I have a glancing familiarity with Petraeus. I found him frank and personable — not at all what I expected. I have long maintained that a man of 60 who has no body fat is not to be trusted — but I found Petraeus to be the exception, a rebuff to Shakespeare’s Julius Caesar. (“Yond Cassius has a lean and hungry look; He thinks too much: such men are dangerous.”) Alas for Petraeus, he did not think enough. Such men are fools.

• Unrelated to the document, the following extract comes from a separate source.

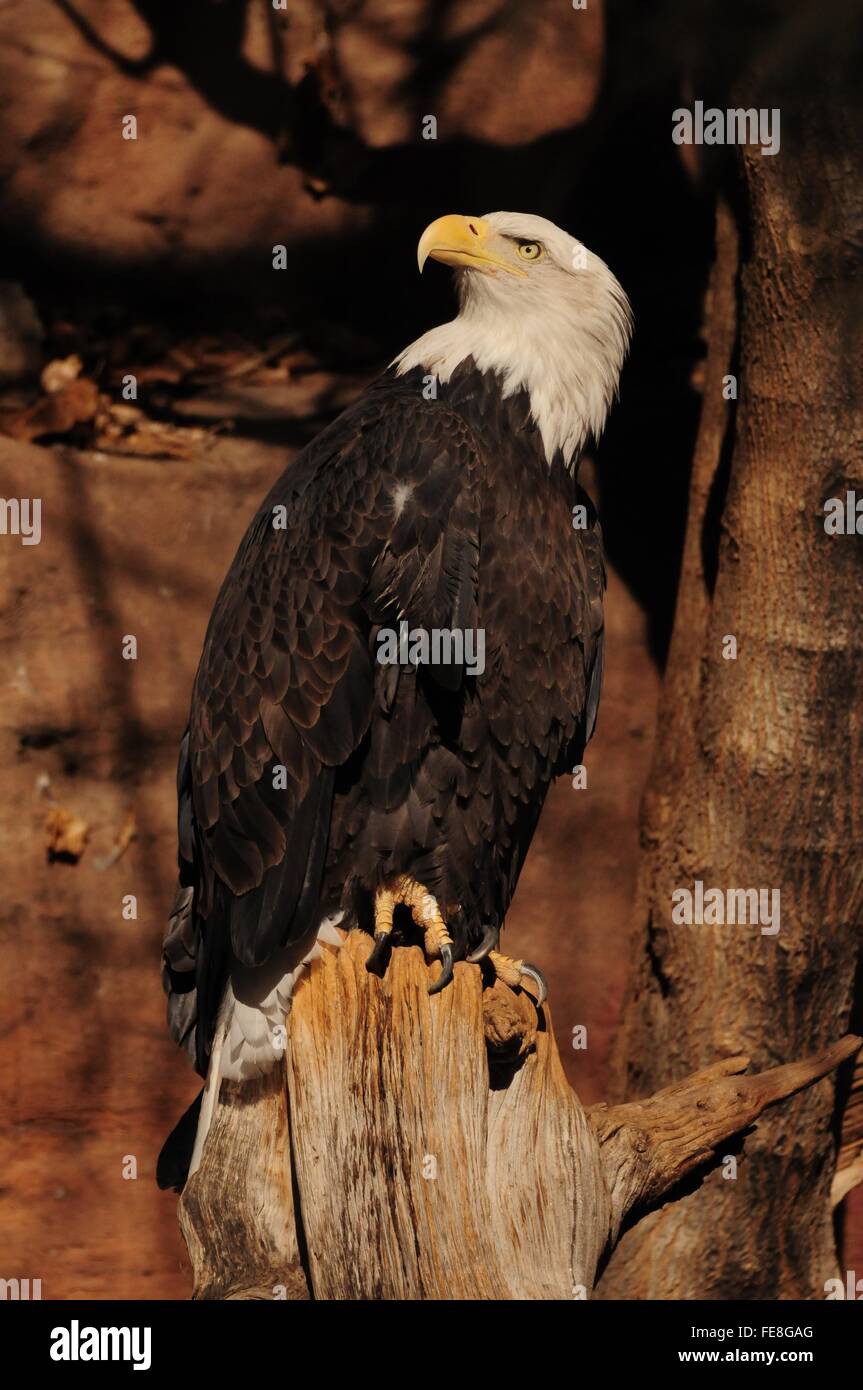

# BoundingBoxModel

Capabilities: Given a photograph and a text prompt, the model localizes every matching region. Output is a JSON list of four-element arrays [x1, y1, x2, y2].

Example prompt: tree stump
[[181, 931, 860, 1300]]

This thing with sex, this American obsession and its concurrent hypocrisy, has gone far enough. We went through a disgraceful attempt at a presidential coup with Bill Clinton, who was accused of lying about sex — imagine! — but survived to become a widely admired elder statesmen. We have seen members of Congress destroyed by personal peccadilloes that had nothing to do with their public responsibilities. Robert Livingston (R-La.) was about to succeed Newt Gingrich as speaker of the House when an extramarital affair was discovered. He not only gave up the speakership but left the House and has spent his purgatory as a Washington lobbyist. (Livingston was succeeded by David Vitter, now a senator, who admitted being a client of the so-called D.C. Madam.)
The list of Washington sex scandals is long and, really, quite distinguished. One would have to include John F. Kennedy and, just to be fair, Thomas Jefferson. I want to mention Warren Harding, a randy devil he, and even Dwight D. Eisenhower, whose wartime affair with his driver, Capt. Kay Summersby, has long been alleged. Lyndon Johnson’s affairs have been documented by the indefatigable Robert Caro — and were all but conceded by the weary Lady Bird Johnson. These matters can hurt.

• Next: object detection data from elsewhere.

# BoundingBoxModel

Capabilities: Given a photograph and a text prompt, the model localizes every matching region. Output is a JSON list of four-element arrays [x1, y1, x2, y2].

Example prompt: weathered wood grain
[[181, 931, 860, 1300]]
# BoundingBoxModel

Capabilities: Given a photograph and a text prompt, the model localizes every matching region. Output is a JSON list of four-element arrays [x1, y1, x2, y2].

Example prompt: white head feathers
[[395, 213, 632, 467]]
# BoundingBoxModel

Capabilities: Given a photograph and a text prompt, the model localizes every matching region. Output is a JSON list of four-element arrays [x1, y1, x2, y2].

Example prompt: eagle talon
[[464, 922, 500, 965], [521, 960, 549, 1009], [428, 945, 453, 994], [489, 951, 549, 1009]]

It may turn out that Petraeus’s greatest intelligence failure had nothing to do with what happened at Benghazi but with his utter disregard of the novelist Nelson Algren’s three rules of life: “Never play cards with a man called Doc. Never eat at a place called Mom’s. Never sleep with a woman whose troubles are worse than your own.” Many a man, including Algren, who hooked up with the difficult Simone de Beauvoir, has disregarded these rules to his regret. Petraeus has to be added to this list. Broadwell was reckless with her e-mails and she then promoted her book with a bit more than wink: She was embedded with him. The book is called “All In.” Oh, grow up!

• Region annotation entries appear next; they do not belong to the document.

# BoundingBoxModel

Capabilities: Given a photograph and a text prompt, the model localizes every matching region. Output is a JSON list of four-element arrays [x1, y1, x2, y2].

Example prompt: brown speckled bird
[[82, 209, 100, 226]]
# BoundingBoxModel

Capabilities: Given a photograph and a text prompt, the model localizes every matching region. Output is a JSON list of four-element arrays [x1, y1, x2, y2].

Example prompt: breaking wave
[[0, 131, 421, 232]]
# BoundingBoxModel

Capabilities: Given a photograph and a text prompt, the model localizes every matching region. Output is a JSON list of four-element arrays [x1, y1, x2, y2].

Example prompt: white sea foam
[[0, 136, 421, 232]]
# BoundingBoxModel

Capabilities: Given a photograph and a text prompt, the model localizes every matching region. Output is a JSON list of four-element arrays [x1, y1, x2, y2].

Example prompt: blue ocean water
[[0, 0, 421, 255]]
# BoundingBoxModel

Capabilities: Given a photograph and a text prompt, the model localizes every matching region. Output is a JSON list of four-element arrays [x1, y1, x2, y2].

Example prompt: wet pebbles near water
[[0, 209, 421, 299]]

But now that it has all been done, is there a better man to fill Petraeus’s CIA seat than Petraeus himself? He is blackmail-proof and more than qualified for the job. He not only was a four-star general, a West Point grad (top 5 percent of his class) and a Princeton scholar but, in the quite recent past, he held the director’s job himself. The United States would not only be getting the best man for the job but also striking a blow against the sexual McCarthyism that has destroyed so many careers and, in wretched silence, has aborted many a political career before it was even announced.
At dinner one night, I sat opposite Holly Petraeus. She’s charming and deeply concerned about the welfare of our troops — both active and retired. I can only imagine her hurt. But this is her matter — and her husband’s — and not ours. He betrayed her, not his country. No more need be said. Now get back to work.